Cobriu-se em cores, com um manto.
E se foi… aos poucos,
A cada passo...
Sentindo-se partir —
E, ao mesmo tempo,
Ficar entre nós.

Beijou-a mais uma vez.
E chorou.

O espírito d’gente vagou
Pelas pequenas ruelas,
Passou em sombras,
Refletindo nos muros a solidão
De quem parte só.

Escoavam, no labirinto,
Palavras...
A fé, a crença e a pátria.

Olhou mais uma vez para o alto.
De longe —
E parecia tão longe.
Tão distante.

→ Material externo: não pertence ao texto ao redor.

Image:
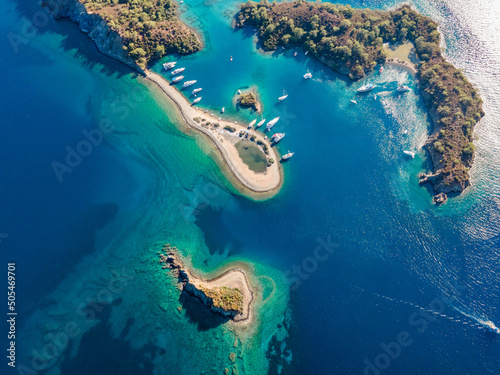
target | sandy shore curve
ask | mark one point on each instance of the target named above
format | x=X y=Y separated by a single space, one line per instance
x=264 y=184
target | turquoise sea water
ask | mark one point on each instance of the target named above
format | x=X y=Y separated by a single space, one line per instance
x=366 y=255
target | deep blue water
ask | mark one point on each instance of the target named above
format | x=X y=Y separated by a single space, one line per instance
x=394 y=257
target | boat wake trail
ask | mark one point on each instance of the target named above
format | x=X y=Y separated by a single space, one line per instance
x=470 y=319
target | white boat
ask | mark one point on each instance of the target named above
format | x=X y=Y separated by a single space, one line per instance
x=277 y=137
x=188 y=83
x=177 y=71
x=271 y=123
x=366 y=88
x=252 y=123
x=492 y=327
x=170 y=65
x=409 y=153
x=283 y=97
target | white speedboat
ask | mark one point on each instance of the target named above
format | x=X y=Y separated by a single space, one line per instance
x=492 y=327
x=188 y=83
x=271 y=123
x=366 y=88
x=170 y=65
x=252 y=123
x=277 y=137
x=287 y=156
x=283 y=97
x=177 y=71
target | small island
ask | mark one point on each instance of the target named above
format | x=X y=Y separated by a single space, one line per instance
x=228 y=294
x=249 y=99
x=351 y=41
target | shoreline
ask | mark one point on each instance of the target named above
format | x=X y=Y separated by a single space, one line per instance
x=262 y=185
x=232 y=275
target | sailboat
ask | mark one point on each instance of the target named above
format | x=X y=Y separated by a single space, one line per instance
x=283 y=97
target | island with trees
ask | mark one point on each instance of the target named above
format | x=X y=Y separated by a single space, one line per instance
x=351 y=41
x=145 y=30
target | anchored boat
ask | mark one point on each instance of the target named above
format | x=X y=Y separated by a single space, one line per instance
x=170 y=65
x=287 y=156
x=271 y=123
x=177 y=71
x=188 y=83
x=277 y=137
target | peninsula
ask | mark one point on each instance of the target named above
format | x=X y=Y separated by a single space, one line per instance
x=351 y=41
x=138 y=32
x=228 y=294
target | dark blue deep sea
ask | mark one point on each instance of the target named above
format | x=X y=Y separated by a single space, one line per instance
x=380 y=280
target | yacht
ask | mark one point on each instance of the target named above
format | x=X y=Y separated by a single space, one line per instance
x=252 y=124
x=177 y=71
x=170 y=65
x=277 y=137
x=271 y=123
x=283 y=97
x=188 y=83
x=492 y=327
x=366 y=88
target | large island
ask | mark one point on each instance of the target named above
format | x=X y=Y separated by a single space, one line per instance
x=351 y=41
x=139 y=32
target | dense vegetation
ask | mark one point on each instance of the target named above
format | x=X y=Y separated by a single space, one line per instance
x=228 y=299
x=248 y=100
x=149 y=28
x=351 y=41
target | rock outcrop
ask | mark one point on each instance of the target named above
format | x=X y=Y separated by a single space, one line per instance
x=225 y=301
x=108 y=41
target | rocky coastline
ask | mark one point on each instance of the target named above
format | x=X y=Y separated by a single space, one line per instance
x=228 y=294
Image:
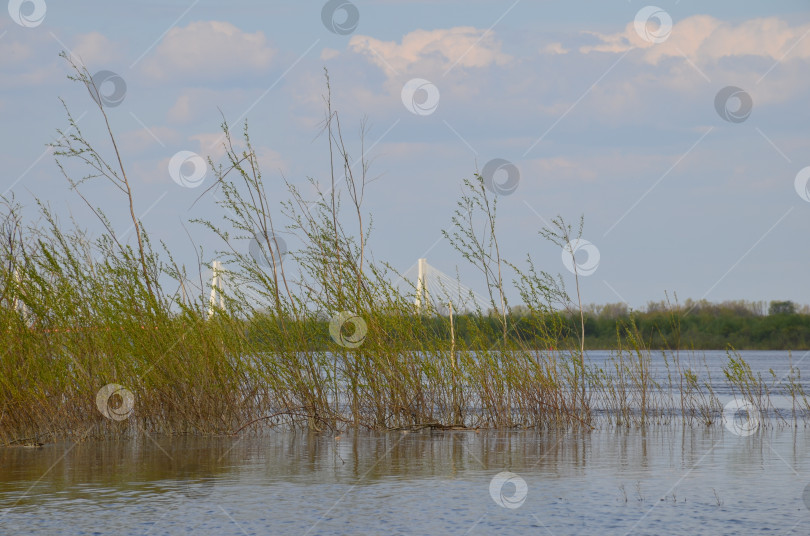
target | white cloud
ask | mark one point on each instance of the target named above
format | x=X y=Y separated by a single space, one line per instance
x=704 y=39
x=209 y=50
x=329 y=53
x=554 y=48
x=95 y=50
x=463 y=46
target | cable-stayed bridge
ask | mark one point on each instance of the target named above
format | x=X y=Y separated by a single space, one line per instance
x=433 y=289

Tão real.

Lá estava o reflexo da armadura
Surreal,
Que batia ao vento,
Hasteada no mastro.

Pensou:
— Fui guerreiro, e lutei por ti.

Nós pensamos:
— Por nós.

Seus pensamentos foram aplaudidos,
De pé, em glória.
Seus atos, reconhecidos por nós.
Idolatrados pela memória.

E o preço foi alto.
E o agradecimento,
Para sempre,
Estará na história.

Mas,
Fincando na dor da democracia
Que se perdia entre as paredes das grades,
Sentiu-se só na multidão.

Gotejava sangue.
Enodava o pendão.
E na estrela,
Estampa-se o seu rosto 

De um homem nobre, senhor.
Estendido no orgulho,
Seu brio de ser
Nos orgulha também.

Nobre cavalheiro,
Perdão, meu presidente.
O preço encarece.

Benfeitor dos seus atos,
Digo mais uma vez:

— Perdão! Perdão!
Presidente Lula,
O povo agradece
Sua luta.



Autora: Isabel van Gurp (com alma, coragem e gratidão em cada verso)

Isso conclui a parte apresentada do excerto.